Honor/duty — to the crusade, to the war, to other soldiers — is stiff (! — but look at those uniforms!), dispassionate. Honor and duty are held to be pure, nothing like the magic, trickery, sorcery of Armida’s realm. And since they are crusaders, all of these qualities are held to be Christian. To choose honor/duty is to choose to be Christian.
So to me, the conflict is not only love vs. honor, but also the sort of traditional patriarchal Christian completely messed up “body/passion/desire = evil” ideology vs. well, love. And I think Rinaldo makes the wrong choice (not just because I think he’s an idiot for giving up this). And I think *the opera* thinks he makes the wrong choice. Why?
- The crusaders are shown to be hypocrites. First, in the 1st act, Rinaldo defends his honor and ends up killing a man — and is in danger of being punished for it until Armida calls up a storm and spirits him away. So honor is only defensible in certain (controlled?) contexts? Second, in the 3rd act, the two soldier buddies sent to rescue Rinaldo are highly condemning of all the magic of Armida’s realm, which would include her small wand. Yet how do they find their way there? With some “prayed over” paper instructions and a REALLY. BIG. STICK. (Paging Dr. Freud).
- Armida brings things to life, as mentioned before. The crusaders are de facto instruments of death.
- Now about those silly demons: These creatures are a threat to NOTHING in the entire opera until love is spurned.
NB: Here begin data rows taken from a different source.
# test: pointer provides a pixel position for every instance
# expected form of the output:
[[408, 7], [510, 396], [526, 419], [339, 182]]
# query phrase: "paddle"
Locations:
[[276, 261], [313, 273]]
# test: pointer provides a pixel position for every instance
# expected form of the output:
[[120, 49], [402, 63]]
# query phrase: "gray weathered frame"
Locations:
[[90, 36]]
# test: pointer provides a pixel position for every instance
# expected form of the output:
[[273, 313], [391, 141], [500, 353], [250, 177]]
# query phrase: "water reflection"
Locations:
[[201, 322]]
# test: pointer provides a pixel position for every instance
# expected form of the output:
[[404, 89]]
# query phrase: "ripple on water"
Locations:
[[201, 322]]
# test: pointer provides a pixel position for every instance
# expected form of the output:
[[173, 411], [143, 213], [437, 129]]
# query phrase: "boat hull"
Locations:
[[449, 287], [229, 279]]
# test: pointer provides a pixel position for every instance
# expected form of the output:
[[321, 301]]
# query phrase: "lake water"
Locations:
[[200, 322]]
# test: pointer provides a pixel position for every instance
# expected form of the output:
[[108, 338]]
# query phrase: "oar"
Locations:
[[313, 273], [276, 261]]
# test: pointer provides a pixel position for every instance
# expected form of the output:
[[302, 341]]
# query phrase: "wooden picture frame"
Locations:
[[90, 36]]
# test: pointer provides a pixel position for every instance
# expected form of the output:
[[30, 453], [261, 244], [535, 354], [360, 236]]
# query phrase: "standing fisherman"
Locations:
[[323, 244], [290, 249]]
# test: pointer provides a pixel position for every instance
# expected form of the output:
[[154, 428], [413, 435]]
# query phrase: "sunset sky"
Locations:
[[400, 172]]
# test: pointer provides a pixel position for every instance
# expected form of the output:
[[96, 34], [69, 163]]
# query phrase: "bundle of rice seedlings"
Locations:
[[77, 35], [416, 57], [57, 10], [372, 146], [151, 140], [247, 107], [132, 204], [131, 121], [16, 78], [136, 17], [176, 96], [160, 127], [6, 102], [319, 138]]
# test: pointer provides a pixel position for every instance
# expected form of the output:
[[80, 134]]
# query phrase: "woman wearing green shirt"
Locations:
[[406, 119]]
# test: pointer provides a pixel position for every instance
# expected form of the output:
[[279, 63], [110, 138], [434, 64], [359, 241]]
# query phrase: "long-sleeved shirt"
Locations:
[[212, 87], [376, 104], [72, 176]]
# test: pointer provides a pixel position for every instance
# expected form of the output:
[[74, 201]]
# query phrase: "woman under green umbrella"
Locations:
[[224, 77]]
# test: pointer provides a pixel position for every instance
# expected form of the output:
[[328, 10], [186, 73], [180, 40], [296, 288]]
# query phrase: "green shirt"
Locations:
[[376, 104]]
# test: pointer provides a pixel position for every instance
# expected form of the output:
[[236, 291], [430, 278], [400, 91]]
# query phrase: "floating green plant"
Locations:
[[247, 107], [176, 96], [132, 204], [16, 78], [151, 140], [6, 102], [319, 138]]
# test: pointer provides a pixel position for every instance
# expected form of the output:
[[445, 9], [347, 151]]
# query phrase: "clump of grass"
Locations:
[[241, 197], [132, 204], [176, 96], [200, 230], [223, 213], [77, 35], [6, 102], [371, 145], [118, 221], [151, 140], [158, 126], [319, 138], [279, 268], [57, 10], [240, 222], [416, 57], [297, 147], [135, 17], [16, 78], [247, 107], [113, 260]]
They are present, certainly, but do no harm, until Rinaldo rejects Armida, and she sets the creatures to destroy everything (including her own realm).
To me that last point is really key. I think the opera may be trying to make the point that it is love that gives us life, love that holds evil in check, and when we do not choose love, destruction (of the pleasure palace, or of war) is the inevitable result. Rinaldo makes the wrong choice.
I love opera.
I’m looking forward to the 2010-2011 season (view the online brochure here)!